Another difference in children is that they often haven’t learned the connections between anxiety and some of the physical symptoms it can cause. They tend to complain of feeling sick or unwell frequently. This will likely coincide with times when their anxiety is higher such as being dropped off at school or answering questions in class. A healthy child frequently complaining of restlessness, difficulty sleeping and upset stomach or headaches could be an indication of GAD (but does not necessarily mean a diagnosis in itself). Not only do children with GAD experience these physical symptoms, they are also likely to experience low self-confidence and be quite self-critical and shy. “When it creates chronically anxious thoughts, a depressed attitude, or feelings of being immobilized,” says Carla Manly, PhD, a clinical psychologist.
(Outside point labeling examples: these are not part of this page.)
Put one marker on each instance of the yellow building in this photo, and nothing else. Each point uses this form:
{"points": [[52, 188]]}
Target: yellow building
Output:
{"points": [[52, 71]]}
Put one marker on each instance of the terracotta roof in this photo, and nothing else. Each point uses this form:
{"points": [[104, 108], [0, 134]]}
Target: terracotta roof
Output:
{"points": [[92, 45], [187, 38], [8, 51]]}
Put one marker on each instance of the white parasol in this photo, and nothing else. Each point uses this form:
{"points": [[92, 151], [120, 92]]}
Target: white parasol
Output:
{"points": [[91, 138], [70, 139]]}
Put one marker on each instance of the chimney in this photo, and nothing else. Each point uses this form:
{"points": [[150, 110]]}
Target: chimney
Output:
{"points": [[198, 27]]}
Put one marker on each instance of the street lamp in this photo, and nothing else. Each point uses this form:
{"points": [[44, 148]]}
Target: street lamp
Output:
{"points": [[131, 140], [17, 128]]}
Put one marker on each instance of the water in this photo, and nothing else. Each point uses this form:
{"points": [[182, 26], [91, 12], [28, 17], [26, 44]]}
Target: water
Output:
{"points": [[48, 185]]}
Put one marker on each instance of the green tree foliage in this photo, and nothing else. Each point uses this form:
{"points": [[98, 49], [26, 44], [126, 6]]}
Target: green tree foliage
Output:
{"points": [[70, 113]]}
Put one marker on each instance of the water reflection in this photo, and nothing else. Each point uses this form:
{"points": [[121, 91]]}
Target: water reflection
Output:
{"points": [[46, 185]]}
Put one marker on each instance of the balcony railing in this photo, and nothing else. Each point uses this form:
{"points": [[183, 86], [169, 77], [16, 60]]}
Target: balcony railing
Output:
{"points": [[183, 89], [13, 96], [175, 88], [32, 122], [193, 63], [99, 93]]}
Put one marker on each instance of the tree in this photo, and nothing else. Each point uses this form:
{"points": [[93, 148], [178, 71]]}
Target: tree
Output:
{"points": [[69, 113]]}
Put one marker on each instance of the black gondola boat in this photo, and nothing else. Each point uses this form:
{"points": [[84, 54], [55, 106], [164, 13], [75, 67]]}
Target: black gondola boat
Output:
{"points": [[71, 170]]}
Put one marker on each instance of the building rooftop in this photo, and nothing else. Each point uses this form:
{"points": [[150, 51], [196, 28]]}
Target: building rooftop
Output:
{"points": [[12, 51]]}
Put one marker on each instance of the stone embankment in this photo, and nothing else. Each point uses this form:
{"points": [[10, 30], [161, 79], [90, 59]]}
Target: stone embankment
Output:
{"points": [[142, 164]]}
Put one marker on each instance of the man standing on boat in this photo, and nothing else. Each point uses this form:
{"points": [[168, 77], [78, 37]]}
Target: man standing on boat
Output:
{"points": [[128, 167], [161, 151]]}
So how can I help a child with GAD?

Source: verywell.com

The first step is to see a professional to make sure that you are actually dealing with GAD and not just everyday worry or something else altogether. If it is GAD, there are different psychological treatments that a qualified professional can provide to help educate your child about anxiety and manage their worries. Contact your GP to find out how to access a psychologist or psychiatrist and they can help you with this.

Is there anything I can do myself as a parent?
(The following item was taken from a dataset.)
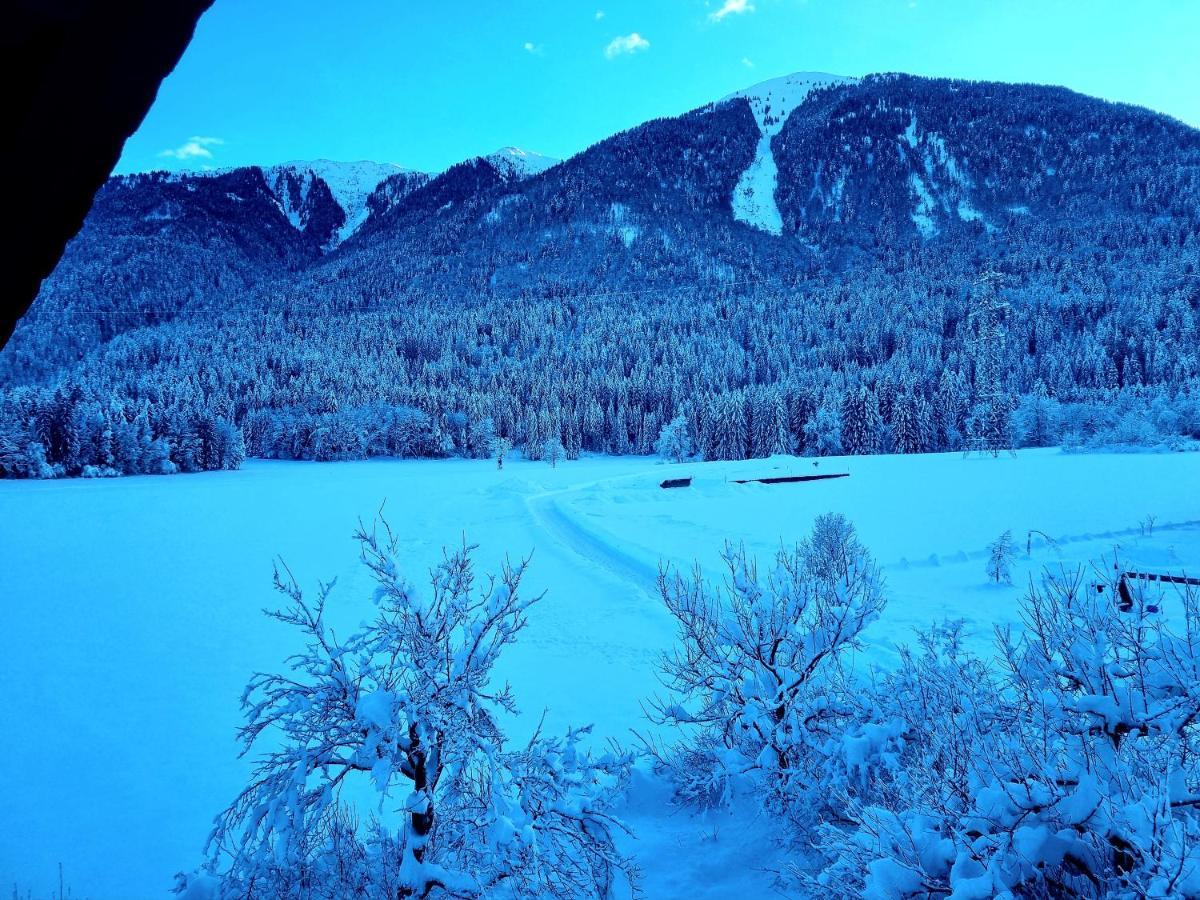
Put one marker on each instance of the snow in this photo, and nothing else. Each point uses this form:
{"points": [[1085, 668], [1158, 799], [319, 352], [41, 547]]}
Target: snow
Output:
{"points": [[513, 162], [349, 183], [772, 102], [132, 615], [923, 215]]}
Yes, there are certainly some things that you can do:

  • First, educate them about anxiety and how it works. Ensure that they know it is a natural thing and they don’t need to be afraid of it. This way, when they do begin to feel sick due to worry, they can understand the mechanisms behind it.
  • Next, help them to understand that their level of worry is excessive (as they are often not aware of this). Be very careful on how you approach this as you don’t want them blaming themselves. Perhaps, you could suggest that their brain is tricking them, or speak about an imaginary “bully” in their minds that brings up these worrying thoughts. This helps them to separate it from themselves and reduces any feelings of self-blame. It also provides an opportunity to look at the thoughts. See if this works or not and find more helpful ways to think about their concerns.
  • Finally, tone down the reassurance. Of course, we all want to make kids feel better. Who’s not a sucker for a cute kid that just needs to be told: “everything is going to be okay”? Unfortunately, this doesn’t give them the tools to manage the worry themselves which makes it very hard when we’re not there. Try explaining this to your child and agreeing together to cut down on the reassurance. One way to do this is to set up a “worry time” each day (15 minutes or so) when they can bring you their worries to talk about. After that allotted time, they can’t talk about their worries outside of this window. Try doing this gradually and couple it with teaching them some relaxation methods as it can be quite upsetting for them to lose this reassurance suddenly. After some time, this helps them to learn to “sit with” the worry and begin to get used to it. This will eventually make the worry less powerful and upsetting.

Congratulations on being an attentive and supportive parent and being willing to help your child conquer their worry! Hopefully, you found this information helpful. Just remember “It’s a natural human emotion; yet unlike the other emotions, when someone feels anxious, we try to tell them to relax, to push down the anxiety and not feel it,” says Donna B. Pincus, Ph.D.